Could Saint Francis be the Church's most modern saint? An ecologist in his fascination with nature, an anti-consumerist in his radical choice of simplicity, a defender of freedom of spirit, joy, and community life, he was a feminist from the outset in his relationship with Saint Clare and the Order of the Poor Clares. Francesco di Pietro di Bernardone, the son of Italian merchants from the city of Assisi, changed not only the concept of holiness and devotion, but also the attitude of the Church and the laity toward the sacred at the turn of the 12th and 13th centuries.

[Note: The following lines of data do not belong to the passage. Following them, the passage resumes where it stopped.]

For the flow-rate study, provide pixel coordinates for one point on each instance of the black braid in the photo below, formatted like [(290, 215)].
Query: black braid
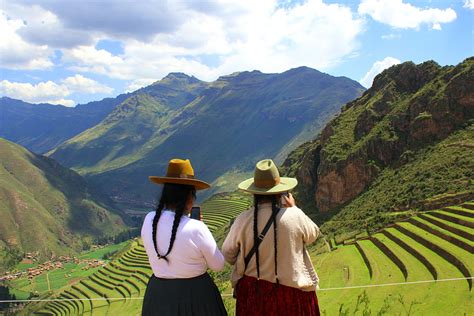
[(275, 210), (255, 233), (155, 224)]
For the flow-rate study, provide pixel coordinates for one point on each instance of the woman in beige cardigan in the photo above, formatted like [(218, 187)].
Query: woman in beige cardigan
[(272, 274)]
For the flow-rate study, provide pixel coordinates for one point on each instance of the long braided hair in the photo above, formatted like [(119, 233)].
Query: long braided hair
[(173, 196), (275, 209)]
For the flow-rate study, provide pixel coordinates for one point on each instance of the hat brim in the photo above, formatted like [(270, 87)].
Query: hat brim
[(285, 184), (198, 184)]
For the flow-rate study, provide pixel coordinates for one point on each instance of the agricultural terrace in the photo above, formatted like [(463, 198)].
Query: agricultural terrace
[(411, 259)]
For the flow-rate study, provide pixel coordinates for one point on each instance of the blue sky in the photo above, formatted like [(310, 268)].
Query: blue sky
[(69, 52)]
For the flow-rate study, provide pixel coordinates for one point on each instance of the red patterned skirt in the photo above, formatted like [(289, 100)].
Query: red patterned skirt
[(259, 297)]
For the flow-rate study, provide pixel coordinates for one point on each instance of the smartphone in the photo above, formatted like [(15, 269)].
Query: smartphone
[(196, 213), (283, 195)]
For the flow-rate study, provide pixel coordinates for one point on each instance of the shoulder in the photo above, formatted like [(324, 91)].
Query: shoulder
[(244, 216)]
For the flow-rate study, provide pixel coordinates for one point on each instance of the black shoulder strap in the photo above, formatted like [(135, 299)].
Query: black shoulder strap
[(259, 240)]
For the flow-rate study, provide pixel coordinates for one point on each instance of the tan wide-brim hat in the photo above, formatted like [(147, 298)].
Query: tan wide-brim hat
[(180, 172), (266, 180)]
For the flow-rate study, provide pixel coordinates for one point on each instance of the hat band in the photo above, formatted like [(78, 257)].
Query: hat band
[(266, 183), (182, 175)]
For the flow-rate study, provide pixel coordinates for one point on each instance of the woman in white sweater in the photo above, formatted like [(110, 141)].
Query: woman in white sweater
[(273, 273), (180, 250)]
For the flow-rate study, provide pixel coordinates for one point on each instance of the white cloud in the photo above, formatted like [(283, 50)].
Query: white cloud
[(404, 15), (469, 4), (51, 92), (15, 52), (377, 68)]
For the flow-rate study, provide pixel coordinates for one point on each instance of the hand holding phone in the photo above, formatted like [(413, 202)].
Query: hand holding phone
[(196, 213)]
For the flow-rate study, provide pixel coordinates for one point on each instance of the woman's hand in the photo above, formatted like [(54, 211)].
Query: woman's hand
[(289, 200)]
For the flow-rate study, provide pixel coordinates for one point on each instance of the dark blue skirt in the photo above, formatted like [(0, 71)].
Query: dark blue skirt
[(193, 296)]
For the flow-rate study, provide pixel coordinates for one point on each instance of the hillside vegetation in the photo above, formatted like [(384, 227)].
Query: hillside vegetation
[(42, 127), (403, 268), (46, 207)]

Franciscan fraternity, his dedication to poverty, and his dynamic leadership, alternating between solitude and social involvement through preaching in the cities of Umbria, established him as one of the most revered religious figures in the West. By recounting the story of the "Poor Man of Assisi" through four essays, Jacques Le Goff shows us that if Saint Francis was modern, it was because his time was "the product of a place and a moment: communal Italy at its height. In this context, three phenomena are decisive for Francis's orientation: the class struggle, the rise of the laity, and the advancement of the monetary economy."

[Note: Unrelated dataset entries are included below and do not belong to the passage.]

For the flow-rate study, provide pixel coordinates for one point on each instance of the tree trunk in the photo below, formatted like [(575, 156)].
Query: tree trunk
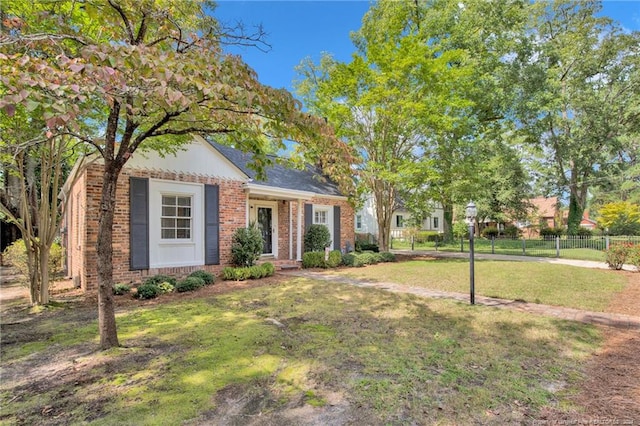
[(44, 275), (447, 212), (106, 311)]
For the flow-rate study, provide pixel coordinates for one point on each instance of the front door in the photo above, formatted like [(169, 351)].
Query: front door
[(265, 224), (265, 215)]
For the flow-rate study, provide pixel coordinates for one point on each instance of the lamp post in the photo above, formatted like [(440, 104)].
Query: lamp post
[(470, 215)]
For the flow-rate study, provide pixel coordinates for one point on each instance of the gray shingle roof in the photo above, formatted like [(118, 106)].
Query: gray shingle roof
[(277, 175)]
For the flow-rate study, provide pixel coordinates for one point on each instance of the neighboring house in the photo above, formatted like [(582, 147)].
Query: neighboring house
[(366, 220), (544, 213), (176, 214)]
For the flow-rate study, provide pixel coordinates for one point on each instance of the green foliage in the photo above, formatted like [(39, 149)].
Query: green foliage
[(490, 232), (148, 290), (160, 278), (335, 259), (120, 289), (620, 218), (512, 231), (617, 254), (317, 238), (365, 246), (190, 283), (166, 287), (207, 277), (16, 255), (246, 246)]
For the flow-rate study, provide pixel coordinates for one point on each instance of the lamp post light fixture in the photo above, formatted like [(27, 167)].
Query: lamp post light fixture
[(470, 215)]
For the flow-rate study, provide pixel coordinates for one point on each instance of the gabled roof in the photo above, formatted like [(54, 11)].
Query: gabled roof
[(545, 207), (279, 176)]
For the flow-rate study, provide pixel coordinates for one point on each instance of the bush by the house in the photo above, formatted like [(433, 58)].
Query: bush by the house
[(160, 278), (16, 256), (364, 246), (617, 254), (268, 268), (244, 273), (189, 284), (246, 246), (120, 289), (490, 232), (511, 231), (317, 238), (551, 232), (207, 277), (148, 290)]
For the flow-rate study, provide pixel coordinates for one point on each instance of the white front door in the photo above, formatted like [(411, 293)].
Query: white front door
[(265, 215)]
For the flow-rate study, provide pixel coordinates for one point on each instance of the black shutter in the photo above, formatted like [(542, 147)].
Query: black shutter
[(336, 227), (211, 225), (308, 216), (138, 223)]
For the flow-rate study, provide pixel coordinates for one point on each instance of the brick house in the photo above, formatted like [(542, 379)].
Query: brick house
[(178, 214)]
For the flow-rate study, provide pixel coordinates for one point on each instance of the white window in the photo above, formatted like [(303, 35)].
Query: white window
[(175, 221), (321, 217)]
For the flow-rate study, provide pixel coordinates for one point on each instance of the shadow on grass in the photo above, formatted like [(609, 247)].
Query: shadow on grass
[(304, 350)]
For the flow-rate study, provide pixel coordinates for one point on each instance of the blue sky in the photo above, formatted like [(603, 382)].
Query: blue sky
[(298, 29)]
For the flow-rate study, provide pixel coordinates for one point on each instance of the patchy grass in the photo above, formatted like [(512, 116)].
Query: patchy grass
[(382, 358), (560, 285)]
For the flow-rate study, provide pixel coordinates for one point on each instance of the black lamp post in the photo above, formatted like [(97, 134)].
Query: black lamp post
[(470, 215)]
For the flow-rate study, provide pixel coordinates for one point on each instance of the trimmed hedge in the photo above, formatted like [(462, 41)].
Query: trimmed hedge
[(251, 272), (189, 284)]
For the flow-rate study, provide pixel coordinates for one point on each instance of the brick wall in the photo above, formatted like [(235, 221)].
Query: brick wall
[(82, 220)]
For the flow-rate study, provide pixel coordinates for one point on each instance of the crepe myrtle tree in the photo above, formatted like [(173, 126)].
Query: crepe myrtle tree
[(120, 76)]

"I have always been fascinated by Saint Francis, one of the most impressive figures of his time and of Medieval History (...) Francis was, very early on, the one who, more than anyone else, inspired in me the desire to make him an object of total history, an example for the past and the present", writes Le Goff when justifying this investigation into one of the most moving examples of humility and solidarity, creator of a feeling for nature that was expressed in religion, literature and medieval art.

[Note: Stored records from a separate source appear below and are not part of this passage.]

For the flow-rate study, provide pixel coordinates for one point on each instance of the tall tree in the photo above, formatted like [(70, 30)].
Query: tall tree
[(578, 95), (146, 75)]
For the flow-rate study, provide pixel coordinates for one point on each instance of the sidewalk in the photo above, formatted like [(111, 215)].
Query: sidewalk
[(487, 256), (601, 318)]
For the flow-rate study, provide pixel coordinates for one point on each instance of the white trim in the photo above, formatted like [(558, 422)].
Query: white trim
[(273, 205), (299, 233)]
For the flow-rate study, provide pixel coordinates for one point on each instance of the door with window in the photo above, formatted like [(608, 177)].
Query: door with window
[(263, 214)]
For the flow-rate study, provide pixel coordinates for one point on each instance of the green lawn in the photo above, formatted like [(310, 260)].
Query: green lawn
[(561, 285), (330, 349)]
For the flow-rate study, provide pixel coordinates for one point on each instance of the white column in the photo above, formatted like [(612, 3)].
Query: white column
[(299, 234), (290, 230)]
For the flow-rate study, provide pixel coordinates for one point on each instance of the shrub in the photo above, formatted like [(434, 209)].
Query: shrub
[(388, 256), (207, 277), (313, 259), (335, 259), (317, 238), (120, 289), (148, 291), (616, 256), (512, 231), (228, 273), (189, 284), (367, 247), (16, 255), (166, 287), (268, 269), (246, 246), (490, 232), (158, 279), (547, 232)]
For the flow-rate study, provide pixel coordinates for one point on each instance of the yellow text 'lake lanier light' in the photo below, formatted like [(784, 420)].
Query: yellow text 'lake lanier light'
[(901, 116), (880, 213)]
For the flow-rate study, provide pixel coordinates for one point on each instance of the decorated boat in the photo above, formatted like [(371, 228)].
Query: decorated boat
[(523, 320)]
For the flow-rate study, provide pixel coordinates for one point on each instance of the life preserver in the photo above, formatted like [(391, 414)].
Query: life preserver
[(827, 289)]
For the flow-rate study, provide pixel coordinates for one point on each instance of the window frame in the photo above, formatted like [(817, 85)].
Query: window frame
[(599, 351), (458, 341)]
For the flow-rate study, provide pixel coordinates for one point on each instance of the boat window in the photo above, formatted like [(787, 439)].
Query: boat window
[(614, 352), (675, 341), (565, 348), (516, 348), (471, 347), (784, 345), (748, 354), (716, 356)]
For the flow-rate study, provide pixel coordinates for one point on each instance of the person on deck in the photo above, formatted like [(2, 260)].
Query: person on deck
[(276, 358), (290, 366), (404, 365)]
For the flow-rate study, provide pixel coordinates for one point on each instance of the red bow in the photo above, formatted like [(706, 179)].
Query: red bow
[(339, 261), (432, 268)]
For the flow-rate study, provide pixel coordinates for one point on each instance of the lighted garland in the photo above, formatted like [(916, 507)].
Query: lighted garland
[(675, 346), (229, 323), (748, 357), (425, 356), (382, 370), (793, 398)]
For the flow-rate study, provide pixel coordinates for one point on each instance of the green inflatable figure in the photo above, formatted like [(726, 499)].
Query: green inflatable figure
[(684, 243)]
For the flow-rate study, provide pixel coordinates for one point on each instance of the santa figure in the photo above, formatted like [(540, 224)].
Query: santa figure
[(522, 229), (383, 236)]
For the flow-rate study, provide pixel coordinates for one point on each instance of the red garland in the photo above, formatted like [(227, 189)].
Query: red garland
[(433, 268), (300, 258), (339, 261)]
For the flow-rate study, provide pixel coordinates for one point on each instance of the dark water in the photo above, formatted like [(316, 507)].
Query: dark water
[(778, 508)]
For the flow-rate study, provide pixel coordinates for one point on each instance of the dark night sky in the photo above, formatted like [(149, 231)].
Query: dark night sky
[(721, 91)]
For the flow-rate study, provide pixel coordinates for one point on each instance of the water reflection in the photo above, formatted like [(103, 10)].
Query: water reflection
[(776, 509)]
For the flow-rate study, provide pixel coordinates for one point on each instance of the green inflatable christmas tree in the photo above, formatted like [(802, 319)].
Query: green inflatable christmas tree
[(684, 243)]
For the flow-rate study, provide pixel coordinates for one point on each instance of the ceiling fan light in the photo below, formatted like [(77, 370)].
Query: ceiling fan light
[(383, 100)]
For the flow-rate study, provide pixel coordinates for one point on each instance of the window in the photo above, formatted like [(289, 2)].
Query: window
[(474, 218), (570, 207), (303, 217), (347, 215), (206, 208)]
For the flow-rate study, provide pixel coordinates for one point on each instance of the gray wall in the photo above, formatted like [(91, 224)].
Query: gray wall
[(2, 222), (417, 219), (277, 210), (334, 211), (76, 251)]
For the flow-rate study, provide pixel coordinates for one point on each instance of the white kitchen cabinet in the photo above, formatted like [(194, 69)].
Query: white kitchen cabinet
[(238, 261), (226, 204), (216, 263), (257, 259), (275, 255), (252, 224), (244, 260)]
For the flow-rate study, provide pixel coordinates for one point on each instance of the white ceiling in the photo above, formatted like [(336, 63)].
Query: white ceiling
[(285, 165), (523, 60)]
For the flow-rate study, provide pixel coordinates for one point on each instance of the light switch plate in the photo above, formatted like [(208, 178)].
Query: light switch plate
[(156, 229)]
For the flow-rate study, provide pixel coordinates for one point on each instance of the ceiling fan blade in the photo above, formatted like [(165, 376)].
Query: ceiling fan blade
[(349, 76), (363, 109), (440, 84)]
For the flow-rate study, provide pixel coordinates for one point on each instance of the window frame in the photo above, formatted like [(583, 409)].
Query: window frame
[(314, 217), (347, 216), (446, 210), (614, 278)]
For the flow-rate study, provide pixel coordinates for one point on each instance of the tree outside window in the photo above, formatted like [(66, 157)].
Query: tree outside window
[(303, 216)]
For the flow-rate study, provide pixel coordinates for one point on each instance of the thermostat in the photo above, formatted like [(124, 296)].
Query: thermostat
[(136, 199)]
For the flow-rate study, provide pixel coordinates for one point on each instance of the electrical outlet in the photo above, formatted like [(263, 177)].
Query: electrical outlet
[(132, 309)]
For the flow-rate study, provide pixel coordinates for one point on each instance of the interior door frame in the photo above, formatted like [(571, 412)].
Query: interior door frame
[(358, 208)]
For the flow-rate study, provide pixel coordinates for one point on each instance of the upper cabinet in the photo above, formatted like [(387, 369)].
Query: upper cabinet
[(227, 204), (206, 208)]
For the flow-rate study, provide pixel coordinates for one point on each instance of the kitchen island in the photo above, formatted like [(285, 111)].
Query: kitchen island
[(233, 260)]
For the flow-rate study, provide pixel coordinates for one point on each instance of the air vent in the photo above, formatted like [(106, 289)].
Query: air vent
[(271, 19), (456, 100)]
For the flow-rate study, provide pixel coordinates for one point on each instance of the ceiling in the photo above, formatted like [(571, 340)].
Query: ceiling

Le Goff does not ignore the controversial aspects of Saint Francis, who rejected knowledge and books at the birth of universities and condemned money during the transition from feudal economics. The historian's masterful exploration leads us to understand how the author of the Canticle of the Sun, who preached to the birds, condemned not knowledge or enrichment, but power structures. The lessons of Franciscanism were born modern in the Middle Ages and reaffirm their unequivocal relevance in the 21st century.